Thursday, May 7, 2015
Community Health Worker Symposium
Learn more about Community Health Workers in CT at a
Symposium sponsored by the Hispanic
Health Council May 27th from 8am to 2pm at the Mark Twain House
in Hartford. Hear from CT hospital, academic, philanthropic and payer leaders
about evidence-based models that integrate CHWs into clinical teams and
community settings and options for sustainable funding. For more information
contact Ivn Maldonado at ivanm@hispanichealth.com
Wednesday, May 6, 2015
CT conference on SIM payment reforms in other states
Yesterday the CT Health
Foundation hosted an interesting conference highlighting SIM plans from
leading states – VT, OR, MN, and ME. The conference started and ended with
reports from CT’s DSS about our significant
Medicaid successes in improving quality and access while controlling costs
– and how that progress was only possible when we shifted from a financial
risk, fully-insured model to one that focuses on care coordination and quality.

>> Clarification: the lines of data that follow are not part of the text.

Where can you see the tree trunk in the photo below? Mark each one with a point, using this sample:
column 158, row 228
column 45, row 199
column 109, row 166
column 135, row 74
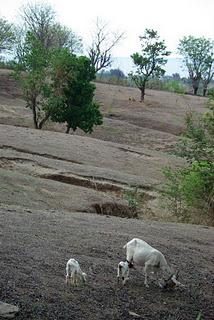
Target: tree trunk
column 68, row 129
column 42, row 122
column 195, row 84
column 195, row 90
column 142, row 89
column 34, row 113
column 205, row 89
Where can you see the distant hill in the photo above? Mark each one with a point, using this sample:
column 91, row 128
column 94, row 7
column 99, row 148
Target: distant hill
column 173, row 65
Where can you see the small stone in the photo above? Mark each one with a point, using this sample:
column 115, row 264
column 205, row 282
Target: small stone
column 8, row 310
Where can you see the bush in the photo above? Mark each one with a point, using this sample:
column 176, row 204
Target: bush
column 192, row 189
column 175, row 86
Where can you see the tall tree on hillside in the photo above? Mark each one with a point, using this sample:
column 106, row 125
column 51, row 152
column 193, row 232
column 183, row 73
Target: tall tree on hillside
column 198, row 57
column 207, row 73
column 103, row 42
column 7, row 36
column 57, row 85
column 150, row 62
column 71, row 96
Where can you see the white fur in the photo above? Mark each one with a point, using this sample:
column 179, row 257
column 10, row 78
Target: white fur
column 140, row 253
column 74, row 274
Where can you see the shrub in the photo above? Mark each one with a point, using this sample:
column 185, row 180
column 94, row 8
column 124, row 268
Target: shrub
column 191, row 189
column 175, row 86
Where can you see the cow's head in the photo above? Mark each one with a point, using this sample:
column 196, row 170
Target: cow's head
column 172, row 281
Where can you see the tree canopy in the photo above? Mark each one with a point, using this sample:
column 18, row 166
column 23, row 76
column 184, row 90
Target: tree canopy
column 149, row 63
column 198, row 57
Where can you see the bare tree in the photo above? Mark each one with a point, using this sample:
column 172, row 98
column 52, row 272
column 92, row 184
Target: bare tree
column 103, row 42
column 6, row 35
column 40, row 20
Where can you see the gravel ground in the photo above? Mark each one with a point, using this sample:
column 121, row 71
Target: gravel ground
column 35, row 246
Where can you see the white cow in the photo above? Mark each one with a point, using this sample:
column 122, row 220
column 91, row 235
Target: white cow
column 140, row 253
column 74, row 274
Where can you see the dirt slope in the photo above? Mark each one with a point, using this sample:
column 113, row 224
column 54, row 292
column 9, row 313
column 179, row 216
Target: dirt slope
column 37, row 244
column 51, row 184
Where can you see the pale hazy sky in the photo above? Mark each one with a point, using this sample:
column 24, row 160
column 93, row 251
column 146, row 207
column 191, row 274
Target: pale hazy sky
column 173, row 19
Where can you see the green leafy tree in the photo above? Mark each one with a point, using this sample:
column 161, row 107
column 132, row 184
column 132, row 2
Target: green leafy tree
column 149, row 63
column 7, row 36
column 71, row 97
column 198, row 56
column 207, row 73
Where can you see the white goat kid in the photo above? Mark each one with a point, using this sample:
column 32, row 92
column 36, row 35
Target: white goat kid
column 140, row 253
column 74, row 274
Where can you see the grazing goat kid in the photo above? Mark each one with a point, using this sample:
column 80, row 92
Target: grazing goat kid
column 140, row 253
column 74, row 274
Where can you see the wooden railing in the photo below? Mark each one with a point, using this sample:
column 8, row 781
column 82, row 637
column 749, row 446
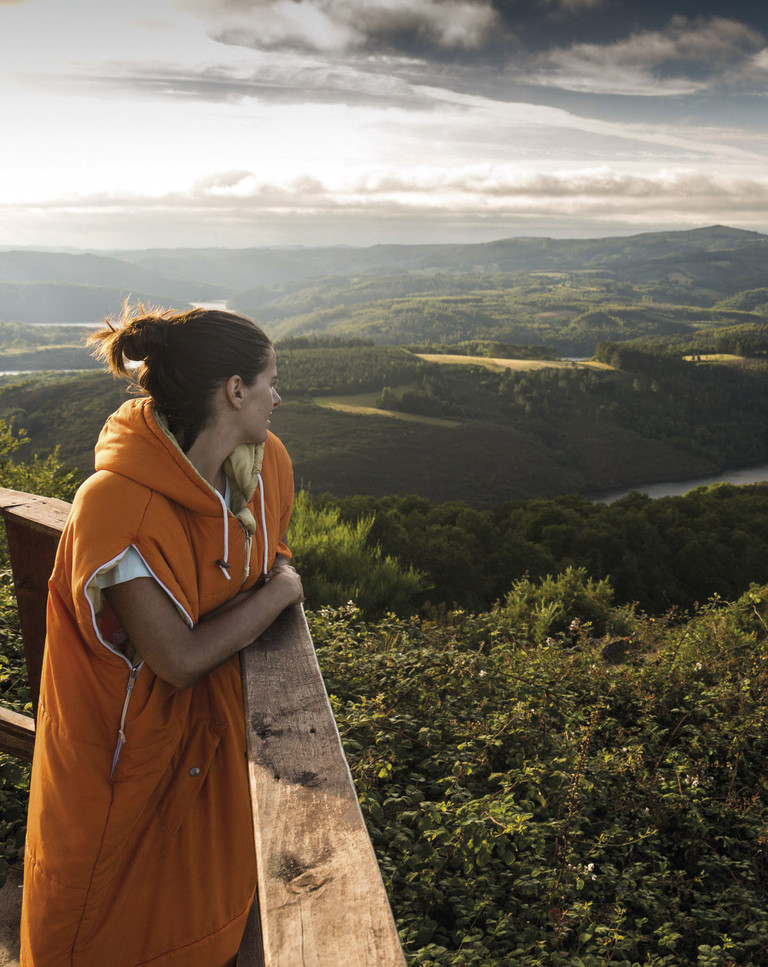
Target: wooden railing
column 320, row 898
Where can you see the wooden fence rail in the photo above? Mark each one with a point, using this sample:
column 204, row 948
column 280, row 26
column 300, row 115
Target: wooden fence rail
column 320, row 899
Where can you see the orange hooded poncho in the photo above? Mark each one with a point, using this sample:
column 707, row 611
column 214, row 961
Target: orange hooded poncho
column 139, row 839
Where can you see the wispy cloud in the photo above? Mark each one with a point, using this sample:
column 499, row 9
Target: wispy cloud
column 474, row 189
column 576, row 6
column 687, row 57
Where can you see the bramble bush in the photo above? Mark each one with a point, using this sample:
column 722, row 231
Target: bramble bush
column 530, row 802
column 539, row 806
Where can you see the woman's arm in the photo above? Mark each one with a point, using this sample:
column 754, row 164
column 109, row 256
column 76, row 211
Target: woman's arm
column 181, row 655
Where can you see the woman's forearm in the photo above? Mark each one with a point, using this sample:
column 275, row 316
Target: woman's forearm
column 182, row 655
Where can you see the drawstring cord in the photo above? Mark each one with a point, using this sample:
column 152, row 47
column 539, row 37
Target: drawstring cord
column 223, row 563
column 263, row 525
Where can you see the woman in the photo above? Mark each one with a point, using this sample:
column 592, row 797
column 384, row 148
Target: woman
column 140, row 841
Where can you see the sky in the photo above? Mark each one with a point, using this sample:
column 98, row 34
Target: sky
column 237, row 123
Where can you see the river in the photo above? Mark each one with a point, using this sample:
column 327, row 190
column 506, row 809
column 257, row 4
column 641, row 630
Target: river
column 757, row 473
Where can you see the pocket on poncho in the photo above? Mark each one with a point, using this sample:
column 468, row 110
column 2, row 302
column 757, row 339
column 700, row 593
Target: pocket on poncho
column 189, row 772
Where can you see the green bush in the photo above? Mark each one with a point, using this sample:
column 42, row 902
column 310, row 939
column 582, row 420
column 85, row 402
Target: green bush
column 559, row 604
column 538, row 806
column 337, row 564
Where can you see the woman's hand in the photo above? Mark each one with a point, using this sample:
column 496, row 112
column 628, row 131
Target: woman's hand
column 286, row 578
column 181, row 655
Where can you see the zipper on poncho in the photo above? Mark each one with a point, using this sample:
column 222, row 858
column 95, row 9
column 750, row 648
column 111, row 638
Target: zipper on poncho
column 121, row 740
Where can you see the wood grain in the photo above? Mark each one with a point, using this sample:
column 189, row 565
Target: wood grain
column 33, row 526
column 17, row 734
column 321, row 895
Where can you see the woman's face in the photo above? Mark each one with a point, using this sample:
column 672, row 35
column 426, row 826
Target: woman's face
column 258, row 402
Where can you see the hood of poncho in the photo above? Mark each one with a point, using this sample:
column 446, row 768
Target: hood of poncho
column 136, row 443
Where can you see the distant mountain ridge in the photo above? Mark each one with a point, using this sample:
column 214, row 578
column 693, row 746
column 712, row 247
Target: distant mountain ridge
column 521, row 290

So it was unfortunate that the underlying assumption of the
conference, stated often, was that the only way to move toward value-based
purchasing is “moving up” the ladder of financial risk toward full capitation
(at least they put those more risky models in orange on the slide). This is
despite the opposite evidence from our own state. Nothing is simple and even
economists are coming around to understand that theoretical incentives and
financial risk are not the only drivers of health care spending or quality –
not even close. In fact, CT’s Medicaid experience shows they can get in the
way.
We heard a lot about other states’ payment reforms and
impressive work to tie payments to quality. These states, and their SIM
planners, deserve the credit and recognition for their accomplishments. They have been at this a long time and have
engaged all stakeholders in transparent, thoughtful planning processes. One
best practice that resonated with the audience is that you should never
underestimate the number of conversations needed and the need for clear
communications and expectations. They all emphasized that reform won’t happen
if everyone isn’t on board. Lisa Letourneau from Maine acknowledged that shared
savings along isn’t going to really transform care. These states moved into
reforms gradually, testing their progress at each step, and revising
accordingly. However these states are different from CT in important ways that
make a direct translation of their lessons to our state risky. I also know that
while it was great to hear from state SIM officials and consultants from those
states, we would have gotten a richer description of the challenges and lessons
if the voices of consumers, advocates, legislators, and providers from those
states had been included.
The conversation also would have benefitted from a
discussion of CT’s collaborative plans to build
health neighborhoods for our state’s dual eligible beneficiaries – a model
of thoughtful policymaking that includes shared savings but with good consumer
protections and strong quality backstops. But overall, there was a lot of good
information for CT.
Tuesday, May 5, 2015
Monday, May 4, 2015
CT Medicaid/CHIP programs lost 11,019 members between January and February
A new
CMS report found that enrollment in CT’s Medicaid and CHIP programs dropped
by 11,019 (-1.5%) from January to February of this year. This is very usual,
especially among states that have chosen to expand Medicaid under the ACA.
Among expansion states, Medicaid/CHIP enrollment averaged 0.98% growth; even
non-expansion states saw an average 0.43% expansion in enrollment. Four in ten
CT Medicaid/CHIP members is now a child (40.56%), down from 55%
at the end of 2013. Now you know the answers to the June webquiz.
Friday, May 1, 2015
CT health reform progress moving backward again this month
CT’s progress toward health reform dropped from to 27.0% this
month mainly because of SIM setbacks again, but the Appropriations Committee’s
vote to reverse many proposed budget cuts is a ray of hope to maintain Medicaid’s
progress. A six-month delay to SIM’s rush into risky shared savings models is a
good start to begin thoughtful Medicaid reform. Ethics, conflict of interest,
and secrecy problems continue to circle SIM. The CT health
reform progress meter is part of the CT Health Reform Dashboard.